← Back to context

Comment by pjmlp

13 years ago

> ...WinRT has evolved into something very efficient (e.g. by using ref counting rather than GC).

Ah you mean by causing cache stalls when doing increments/decrements after each assignment and allowing for cyclic references?

If the ref counting is manual or optimized, it doesn't happen after every assignment, only ones which change object ownership. If you're really nuts about avoiding cache hits, you can pack most ref counts into the low bits of the class pointer, since allocations tend to be 16-byte aligned, including allocations for class objects. Assuming you use the object at least once following a change of ownership, the overall cost in cache misses becomes 0. Or you can store the references in a global table with better cache properties (IIRC this is what ObjC does). Or you can rely on the fact that cache lines are typically large enough to grab a few words at a time, so fetching the class pointer will automatically fetch the refcount (again with the assumption that you use objects at least once per assignment). Honestly, I'm having difficulty imagining how cache behavior could become a problem unless you wanted it to.

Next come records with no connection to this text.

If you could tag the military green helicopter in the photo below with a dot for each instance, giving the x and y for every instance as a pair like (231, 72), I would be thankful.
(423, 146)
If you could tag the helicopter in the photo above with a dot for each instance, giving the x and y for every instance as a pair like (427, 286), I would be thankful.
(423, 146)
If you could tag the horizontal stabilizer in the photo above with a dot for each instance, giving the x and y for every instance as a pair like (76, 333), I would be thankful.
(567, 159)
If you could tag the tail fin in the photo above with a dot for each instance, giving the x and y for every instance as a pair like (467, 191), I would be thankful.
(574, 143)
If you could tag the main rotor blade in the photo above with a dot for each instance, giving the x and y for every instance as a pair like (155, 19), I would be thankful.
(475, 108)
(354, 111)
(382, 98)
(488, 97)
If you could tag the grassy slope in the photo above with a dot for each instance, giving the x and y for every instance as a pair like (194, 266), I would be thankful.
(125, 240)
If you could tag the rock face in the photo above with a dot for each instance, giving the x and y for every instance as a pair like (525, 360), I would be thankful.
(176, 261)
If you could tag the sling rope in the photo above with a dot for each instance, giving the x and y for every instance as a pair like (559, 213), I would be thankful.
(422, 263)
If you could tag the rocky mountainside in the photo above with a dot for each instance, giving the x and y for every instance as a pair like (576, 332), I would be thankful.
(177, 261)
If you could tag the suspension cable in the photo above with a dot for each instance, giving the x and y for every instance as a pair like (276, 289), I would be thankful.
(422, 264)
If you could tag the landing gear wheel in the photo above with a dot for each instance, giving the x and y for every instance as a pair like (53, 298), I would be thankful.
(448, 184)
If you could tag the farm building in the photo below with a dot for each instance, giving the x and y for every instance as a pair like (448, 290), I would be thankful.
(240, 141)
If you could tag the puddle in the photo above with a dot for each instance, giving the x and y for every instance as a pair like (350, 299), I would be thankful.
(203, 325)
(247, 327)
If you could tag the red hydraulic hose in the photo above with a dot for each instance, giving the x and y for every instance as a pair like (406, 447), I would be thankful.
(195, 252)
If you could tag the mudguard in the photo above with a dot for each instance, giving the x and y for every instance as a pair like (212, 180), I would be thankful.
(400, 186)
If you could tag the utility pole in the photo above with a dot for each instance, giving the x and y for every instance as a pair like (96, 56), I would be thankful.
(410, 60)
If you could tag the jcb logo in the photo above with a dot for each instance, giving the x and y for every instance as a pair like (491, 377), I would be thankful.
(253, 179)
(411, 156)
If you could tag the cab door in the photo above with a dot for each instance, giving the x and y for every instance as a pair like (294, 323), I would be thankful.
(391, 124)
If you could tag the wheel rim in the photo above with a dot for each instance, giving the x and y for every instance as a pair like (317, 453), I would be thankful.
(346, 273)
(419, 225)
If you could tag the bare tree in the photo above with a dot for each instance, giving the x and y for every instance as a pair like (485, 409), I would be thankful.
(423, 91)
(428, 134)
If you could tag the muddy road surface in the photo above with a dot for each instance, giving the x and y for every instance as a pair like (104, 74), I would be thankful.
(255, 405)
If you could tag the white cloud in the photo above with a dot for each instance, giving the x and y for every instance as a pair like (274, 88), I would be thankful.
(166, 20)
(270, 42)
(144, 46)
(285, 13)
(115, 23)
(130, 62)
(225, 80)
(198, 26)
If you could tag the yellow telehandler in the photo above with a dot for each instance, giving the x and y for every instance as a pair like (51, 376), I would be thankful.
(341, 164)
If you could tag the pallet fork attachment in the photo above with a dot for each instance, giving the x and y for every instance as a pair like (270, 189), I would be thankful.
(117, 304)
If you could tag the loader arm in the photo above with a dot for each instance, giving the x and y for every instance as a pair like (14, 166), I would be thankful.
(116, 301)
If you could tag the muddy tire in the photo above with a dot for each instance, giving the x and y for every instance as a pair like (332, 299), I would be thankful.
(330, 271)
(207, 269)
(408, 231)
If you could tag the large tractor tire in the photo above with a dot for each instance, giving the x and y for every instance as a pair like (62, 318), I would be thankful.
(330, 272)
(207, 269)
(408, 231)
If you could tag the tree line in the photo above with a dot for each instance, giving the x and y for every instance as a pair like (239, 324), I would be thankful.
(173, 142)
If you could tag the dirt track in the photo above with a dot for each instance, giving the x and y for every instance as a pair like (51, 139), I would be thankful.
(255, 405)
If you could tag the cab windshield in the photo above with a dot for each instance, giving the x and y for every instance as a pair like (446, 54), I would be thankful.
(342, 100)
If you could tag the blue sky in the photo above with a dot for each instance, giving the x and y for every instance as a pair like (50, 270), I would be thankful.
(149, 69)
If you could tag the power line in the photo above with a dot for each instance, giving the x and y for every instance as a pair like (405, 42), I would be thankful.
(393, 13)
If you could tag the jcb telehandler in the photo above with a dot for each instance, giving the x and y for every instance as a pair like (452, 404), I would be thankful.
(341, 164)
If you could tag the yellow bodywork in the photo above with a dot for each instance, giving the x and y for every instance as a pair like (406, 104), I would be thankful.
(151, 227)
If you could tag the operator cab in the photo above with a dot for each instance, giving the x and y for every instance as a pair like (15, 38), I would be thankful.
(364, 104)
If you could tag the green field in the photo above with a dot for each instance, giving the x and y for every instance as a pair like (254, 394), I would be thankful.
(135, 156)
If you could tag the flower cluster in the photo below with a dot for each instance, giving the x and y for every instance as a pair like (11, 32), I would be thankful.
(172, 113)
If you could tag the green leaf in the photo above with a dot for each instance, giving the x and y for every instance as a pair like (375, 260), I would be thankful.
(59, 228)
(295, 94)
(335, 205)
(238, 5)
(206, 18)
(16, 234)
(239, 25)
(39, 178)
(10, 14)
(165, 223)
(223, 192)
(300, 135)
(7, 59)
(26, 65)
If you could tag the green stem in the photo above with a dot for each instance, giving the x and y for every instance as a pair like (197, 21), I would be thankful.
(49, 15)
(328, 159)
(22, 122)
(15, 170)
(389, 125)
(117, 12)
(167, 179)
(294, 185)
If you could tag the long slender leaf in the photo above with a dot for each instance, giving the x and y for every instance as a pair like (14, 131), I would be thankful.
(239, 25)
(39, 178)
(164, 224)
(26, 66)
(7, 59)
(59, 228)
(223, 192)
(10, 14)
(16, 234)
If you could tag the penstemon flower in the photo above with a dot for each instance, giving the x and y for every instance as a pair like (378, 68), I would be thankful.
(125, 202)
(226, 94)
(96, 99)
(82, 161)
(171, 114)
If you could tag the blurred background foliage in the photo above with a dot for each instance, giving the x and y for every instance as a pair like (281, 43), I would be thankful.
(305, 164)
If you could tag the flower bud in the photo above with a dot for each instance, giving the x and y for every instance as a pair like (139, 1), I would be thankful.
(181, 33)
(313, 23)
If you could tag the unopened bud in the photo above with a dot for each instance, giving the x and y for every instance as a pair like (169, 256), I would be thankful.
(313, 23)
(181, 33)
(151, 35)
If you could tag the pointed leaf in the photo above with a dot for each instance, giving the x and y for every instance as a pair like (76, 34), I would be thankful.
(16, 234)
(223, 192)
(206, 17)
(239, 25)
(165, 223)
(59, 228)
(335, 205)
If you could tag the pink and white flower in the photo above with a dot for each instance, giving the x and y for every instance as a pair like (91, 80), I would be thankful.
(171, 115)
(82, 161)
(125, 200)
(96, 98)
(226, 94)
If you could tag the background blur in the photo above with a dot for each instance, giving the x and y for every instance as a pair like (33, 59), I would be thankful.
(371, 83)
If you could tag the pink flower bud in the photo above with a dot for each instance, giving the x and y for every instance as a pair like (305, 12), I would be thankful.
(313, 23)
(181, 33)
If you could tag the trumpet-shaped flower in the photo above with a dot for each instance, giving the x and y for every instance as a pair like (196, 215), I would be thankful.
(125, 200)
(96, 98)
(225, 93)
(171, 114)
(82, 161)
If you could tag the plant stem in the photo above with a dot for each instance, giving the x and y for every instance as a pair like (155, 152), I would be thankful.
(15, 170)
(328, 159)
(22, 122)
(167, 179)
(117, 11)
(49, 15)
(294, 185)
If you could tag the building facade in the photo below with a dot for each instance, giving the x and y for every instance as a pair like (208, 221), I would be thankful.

As for not allowing cycles, I consider that a feature. The headache of memory management doesn't go away with GC. You still have to avoid inadvertently keeping references to objects through the undo stack & so on. Unintentional strong refs creep through GC code just as easily as memory leaks creep through code with manual memory management. Almost universally, I find that GC'd projects large enough to have memory management best practices implicitly do away with this freedom at the first opportunity by calling for acyclic or single-parent object ownership graphs. These restrictions primarily make it easier to think about object lifecycle -- the fact that they allow refcounting to suffice for memory management is icing on the cake.

  • > If the ref counting is manual or optimized, it doesn't happen after every assignment, only ones which change object ownership.

    The Rust compiler does this. Even so, 19% of the binary size in rustc is adjusting reference counts.

    I am not exaggerating this. One-fifth of the code in the binary is sitting there wasted adjusting reference counts. This is much of the reason we're moving to tracing garbage collection.

    All of those optimizations that you're talking about (for example, packing reference counts into the class pointer) will make adjusting reference counts take even more code size.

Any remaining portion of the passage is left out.